Earnings (loss) per share - basic and diluted for the six months ended June 30, 2017 were $(0.0004) from $0.002 for the same period last year as a direct result of the claim settlement. Without the claim, earnings per share – basic and diluted for the six months to June 30, 2017 would have been significantly better than the same period of the prior year.
Sunora had 20% higher sales for the six-month period ended June 30, 2017 than the comparative sixmonth period. Sales were positively impacted by stronger results in the United States and continued positive momentum overseas.

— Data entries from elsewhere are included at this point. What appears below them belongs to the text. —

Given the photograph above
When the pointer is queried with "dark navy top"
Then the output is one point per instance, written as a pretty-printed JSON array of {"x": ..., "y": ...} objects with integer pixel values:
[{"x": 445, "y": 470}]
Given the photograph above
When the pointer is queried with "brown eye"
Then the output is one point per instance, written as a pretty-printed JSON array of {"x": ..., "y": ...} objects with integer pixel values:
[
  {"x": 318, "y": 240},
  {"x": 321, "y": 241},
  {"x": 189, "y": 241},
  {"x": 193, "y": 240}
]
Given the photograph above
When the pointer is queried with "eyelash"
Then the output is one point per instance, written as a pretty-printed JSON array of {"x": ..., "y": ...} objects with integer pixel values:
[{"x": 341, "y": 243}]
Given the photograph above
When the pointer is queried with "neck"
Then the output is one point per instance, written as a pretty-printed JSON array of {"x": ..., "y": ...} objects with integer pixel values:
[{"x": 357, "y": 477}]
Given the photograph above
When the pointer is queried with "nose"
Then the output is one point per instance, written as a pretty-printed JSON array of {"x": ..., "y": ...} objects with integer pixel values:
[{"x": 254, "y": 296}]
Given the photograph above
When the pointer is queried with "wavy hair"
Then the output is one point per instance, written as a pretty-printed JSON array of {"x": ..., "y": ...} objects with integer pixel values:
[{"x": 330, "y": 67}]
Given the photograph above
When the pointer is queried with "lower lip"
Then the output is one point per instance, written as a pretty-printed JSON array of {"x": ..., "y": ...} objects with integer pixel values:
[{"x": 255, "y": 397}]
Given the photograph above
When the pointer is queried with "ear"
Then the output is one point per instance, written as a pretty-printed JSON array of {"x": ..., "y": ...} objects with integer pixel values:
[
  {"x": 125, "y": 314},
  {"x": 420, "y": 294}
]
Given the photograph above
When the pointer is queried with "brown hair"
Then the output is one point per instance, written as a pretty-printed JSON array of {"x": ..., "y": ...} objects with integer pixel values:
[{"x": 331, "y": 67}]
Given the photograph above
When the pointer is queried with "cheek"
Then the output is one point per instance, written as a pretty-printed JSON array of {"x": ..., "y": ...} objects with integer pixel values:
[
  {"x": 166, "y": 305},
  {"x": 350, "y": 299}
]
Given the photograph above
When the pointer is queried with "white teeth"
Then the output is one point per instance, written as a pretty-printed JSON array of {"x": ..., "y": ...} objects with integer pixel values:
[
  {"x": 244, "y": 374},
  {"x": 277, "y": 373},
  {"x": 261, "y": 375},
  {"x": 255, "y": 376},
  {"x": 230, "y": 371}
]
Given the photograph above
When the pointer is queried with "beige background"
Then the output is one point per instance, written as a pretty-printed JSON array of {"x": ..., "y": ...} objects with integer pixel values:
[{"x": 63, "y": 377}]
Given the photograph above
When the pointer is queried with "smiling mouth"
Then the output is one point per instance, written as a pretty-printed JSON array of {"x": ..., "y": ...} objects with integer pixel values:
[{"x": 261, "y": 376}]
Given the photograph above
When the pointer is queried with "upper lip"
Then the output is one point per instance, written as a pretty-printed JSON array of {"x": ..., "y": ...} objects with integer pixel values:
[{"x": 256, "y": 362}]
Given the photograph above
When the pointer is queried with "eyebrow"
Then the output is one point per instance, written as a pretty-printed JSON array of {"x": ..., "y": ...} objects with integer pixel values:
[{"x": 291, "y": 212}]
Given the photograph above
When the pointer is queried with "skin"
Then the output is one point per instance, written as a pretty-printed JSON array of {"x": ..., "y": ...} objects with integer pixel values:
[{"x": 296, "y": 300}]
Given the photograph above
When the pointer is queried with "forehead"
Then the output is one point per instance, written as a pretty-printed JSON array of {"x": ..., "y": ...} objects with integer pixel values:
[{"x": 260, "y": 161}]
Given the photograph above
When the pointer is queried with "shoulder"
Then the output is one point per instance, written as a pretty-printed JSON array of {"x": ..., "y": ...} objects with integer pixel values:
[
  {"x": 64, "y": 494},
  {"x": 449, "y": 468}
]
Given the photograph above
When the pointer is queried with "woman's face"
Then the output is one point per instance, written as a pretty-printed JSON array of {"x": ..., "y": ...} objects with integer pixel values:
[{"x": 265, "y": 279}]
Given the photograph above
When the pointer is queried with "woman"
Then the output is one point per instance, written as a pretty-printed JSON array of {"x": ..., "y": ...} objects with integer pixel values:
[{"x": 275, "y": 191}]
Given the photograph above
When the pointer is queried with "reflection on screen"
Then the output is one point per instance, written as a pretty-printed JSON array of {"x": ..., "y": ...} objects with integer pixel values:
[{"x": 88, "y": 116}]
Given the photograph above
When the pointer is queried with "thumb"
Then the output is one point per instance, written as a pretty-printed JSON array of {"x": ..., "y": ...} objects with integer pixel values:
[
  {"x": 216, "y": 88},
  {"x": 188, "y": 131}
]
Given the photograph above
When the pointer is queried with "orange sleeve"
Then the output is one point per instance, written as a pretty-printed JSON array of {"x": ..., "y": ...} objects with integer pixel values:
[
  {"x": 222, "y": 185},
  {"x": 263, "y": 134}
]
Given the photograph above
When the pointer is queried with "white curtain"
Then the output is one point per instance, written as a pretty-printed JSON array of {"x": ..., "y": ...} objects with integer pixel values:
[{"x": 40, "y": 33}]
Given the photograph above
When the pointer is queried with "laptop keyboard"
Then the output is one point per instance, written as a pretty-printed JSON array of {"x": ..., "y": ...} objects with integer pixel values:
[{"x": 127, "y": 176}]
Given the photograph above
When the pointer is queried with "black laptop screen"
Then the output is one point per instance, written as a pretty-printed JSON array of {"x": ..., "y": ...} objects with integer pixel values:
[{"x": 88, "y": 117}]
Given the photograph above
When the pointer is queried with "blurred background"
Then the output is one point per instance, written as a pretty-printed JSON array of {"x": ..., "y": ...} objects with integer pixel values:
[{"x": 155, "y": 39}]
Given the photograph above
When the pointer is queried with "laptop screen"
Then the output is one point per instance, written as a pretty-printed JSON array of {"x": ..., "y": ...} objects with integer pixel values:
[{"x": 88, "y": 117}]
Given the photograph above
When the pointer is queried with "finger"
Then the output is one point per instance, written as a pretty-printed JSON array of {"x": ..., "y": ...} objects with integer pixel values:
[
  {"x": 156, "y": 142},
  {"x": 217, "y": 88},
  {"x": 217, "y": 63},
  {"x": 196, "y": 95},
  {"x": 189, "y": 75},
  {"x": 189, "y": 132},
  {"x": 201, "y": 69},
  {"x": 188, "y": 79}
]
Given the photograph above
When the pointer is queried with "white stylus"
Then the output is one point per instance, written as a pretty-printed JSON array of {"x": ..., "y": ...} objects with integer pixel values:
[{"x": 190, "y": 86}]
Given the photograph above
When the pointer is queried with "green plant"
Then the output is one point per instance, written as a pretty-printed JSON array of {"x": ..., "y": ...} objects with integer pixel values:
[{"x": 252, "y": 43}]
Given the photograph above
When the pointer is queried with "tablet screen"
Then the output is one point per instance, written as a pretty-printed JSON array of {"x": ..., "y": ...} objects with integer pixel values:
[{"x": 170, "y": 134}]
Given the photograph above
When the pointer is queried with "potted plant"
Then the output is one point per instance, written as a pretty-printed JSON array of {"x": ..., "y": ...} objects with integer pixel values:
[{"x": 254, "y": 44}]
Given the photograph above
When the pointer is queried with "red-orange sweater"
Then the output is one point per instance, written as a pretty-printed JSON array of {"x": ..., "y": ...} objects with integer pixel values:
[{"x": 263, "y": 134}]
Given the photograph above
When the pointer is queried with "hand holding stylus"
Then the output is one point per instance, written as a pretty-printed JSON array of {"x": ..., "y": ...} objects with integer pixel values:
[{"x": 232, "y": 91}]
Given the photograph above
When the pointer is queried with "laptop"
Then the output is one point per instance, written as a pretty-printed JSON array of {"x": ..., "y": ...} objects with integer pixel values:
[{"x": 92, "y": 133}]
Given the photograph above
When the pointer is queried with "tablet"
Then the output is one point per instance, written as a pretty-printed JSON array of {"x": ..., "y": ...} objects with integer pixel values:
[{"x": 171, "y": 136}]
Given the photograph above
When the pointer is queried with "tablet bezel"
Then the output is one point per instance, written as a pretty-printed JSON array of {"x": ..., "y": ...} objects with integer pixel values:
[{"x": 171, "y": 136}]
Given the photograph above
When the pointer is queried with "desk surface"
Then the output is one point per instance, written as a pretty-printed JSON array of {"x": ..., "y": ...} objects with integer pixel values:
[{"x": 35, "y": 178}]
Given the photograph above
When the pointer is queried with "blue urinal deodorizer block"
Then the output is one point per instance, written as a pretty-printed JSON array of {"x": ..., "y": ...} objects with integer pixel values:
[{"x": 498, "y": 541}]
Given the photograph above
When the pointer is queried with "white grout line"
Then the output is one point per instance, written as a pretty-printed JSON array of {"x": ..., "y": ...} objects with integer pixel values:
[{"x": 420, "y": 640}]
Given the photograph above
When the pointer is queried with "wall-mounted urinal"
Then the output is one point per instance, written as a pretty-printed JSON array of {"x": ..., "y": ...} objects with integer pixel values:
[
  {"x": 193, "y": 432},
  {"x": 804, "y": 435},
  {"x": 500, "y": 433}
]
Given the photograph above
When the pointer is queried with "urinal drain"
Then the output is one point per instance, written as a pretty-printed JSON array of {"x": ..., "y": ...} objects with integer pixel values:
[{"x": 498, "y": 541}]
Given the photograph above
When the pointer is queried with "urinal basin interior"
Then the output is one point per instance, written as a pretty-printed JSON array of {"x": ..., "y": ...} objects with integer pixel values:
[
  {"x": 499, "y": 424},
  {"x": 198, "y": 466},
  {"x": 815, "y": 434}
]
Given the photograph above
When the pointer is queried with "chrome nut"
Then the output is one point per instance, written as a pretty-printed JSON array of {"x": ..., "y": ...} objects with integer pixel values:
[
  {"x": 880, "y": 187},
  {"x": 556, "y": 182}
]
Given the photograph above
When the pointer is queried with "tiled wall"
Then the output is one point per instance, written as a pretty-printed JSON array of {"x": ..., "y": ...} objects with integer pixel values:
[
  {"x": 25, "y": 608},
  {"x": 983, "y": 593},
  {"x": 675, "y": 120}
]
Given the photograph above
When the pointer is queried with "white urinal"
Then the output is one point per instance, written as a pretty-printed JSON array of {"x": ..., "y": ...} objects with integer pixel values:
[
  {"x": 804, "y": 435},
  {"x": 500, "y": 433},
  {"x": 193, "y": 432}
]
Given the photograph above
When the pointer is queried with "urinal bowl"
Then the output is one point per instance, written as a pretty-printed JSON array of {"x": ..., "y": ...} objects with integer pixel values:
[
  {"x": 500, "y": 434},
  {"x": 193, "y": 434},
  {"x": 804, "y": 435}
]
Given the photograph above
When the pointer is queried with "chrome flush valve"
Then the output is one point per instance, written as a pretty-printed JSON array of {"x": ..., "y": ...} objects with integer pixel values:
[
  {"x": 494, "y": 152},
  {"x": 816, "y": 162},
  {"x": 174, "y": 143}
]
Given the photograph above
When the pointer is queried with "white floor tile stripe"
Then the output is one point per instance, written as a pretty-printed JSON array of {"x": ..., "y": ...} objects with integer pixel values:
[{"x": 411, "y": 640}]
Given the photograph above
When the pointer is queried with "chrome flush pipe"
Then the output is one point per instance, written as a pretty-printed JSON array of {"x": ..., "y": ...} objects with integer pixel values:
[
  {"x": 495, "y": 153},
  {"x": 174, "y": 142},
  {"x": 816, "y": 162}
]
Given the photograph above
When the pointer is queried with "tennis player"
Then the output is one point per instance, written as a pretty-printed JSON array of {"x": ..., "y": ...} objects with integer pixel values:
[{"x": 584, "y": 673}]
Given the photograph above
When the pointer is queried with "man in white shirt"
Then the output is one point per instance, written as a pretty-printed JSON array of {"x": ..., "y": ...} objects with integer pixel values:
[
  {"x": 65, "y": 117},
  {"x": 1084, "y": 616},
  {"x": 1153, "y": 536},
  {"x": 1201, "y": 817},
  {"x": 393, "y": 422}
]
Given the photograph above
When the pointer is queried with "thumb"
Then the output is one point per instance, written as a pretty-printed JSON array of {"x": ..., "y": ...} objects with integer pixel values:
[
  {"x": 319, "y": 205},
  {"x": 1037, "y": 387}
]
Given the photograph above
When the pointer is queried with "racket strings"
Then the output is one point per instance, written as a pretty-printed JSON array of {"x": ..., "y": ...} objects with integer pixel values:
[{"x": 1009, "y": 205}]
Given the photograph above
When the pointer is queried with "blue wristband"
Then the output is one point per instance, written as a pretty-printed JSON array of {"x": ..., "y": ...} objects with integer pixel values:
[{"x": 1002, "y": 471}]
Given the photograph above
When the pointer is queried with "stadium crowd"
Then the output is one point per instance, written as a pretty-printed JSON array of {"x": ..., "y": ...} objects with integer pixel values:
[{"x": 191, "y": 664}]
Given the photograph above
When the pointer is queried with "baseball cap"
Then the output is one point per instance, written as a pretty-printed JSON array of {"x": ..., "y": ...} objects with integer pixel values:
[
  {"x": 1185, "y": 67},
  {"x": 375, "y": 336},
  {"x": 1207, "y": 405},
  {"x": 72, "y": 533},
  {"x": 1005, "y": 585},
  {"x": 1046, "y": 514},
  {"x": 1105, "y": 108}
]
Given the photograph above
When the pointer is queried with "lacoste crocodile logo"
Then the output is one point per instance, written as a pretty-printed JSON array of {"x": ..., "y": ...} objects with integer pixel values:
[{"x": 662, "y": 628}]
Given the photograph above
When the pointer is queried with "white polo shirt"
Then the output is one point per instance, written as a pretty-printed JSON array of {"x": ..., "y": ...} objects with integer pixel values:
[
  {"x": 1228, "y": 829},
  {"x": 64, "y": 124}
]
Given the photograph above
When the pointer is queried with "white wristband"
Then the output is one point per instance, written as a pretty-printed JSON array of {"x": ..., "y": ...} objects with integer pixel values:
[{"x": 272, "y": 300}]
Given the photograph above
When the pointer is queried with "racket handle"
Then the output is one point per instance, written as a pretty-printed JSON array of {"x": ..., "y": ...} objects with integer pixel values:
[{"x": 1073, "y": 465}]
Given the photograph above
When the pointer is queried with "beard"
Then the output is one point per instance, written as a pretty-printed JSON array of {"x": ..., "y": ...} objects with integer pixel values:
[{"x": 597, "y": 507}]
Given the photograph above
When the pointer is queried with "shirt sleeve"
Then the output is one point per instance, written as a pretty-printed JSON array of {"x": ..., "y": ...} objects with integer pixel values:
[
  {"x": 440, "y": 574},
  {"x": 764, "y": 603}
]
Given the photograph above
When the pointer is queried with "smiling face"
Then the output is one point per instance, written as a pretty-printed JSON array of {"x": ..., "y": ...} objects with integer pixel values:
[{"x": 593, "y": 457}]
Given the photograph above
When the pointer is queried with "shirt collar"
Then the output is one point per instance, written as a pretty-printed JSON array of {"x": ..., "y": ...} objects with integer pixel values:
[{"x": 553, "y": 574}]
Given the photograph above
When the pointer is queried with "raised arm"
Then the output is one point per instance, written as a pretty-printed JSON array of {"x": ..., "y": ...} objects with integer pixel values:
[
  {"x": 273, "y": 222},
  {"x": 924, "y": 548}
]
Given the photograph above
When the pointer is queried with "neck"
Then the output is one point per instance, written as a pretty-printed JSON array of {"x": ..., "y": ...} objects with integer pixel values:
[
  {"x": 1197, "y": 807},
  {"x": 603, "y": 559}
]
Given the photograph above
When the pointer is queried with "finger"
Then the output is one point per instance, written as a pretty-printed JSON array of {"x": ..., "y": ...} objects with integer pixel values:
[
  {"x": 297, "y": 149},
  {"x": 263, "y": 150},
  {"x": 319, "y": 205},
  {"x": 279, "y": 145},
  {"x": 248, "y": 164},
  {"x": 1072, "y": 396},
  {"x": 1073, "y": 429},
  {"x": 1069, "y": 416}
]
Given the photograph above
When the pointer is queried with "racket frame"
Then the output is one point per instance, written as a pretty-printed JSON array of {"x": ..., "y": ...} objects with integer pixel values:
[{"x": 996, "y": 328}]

The loss and comprehensive loss for the six months ended June 30, 2017 was primarily the result of the settlement of a trading dispute. The income from operations before the claim was $163,369 compared to $104,024 for the same period of 2016. Although sales were 20% higher, gross margin declined from 8.1% to 7.3% in this six-month period. Gross margin percentage declined because of a higher proportion of bulk oil sales.
Sunora maintains good relationships with customers in North America and overseas. These relationships continue to drive demand for food oil products from Canada, with Sunora well positioned to meet existing and additional demand. Management has focused on increasing visibility in emerging markets, with a specific focus on the economies in Asia, with a view to meet this increased demand for Canadian manufactured food oil products. Sunora’s operations are impacted by geopolitical situations that may hold up deliveries as was experienced in recent quarters. As the middle class in these emerging economies demands higher quality and healthier foods, Sunora is well positioned to meet additional demand.
Management is actively identifying and analyzing operations that might increase gross margins for the Company. Prospective businesses considered include packagers and suppliers in the food oil industry. With each operation identified, a detailed review and analysis is undertaken by management. Specific focus is currently on packagers with operations in Canada that are looking for a strategic partner to expand international operations.
Management is also actively considering possible new products that may benefit from its contacts in domestic and international markets. With the continuing positive momentum in the United States economy and new customers being added in Asia, Sunora is well placed for the future.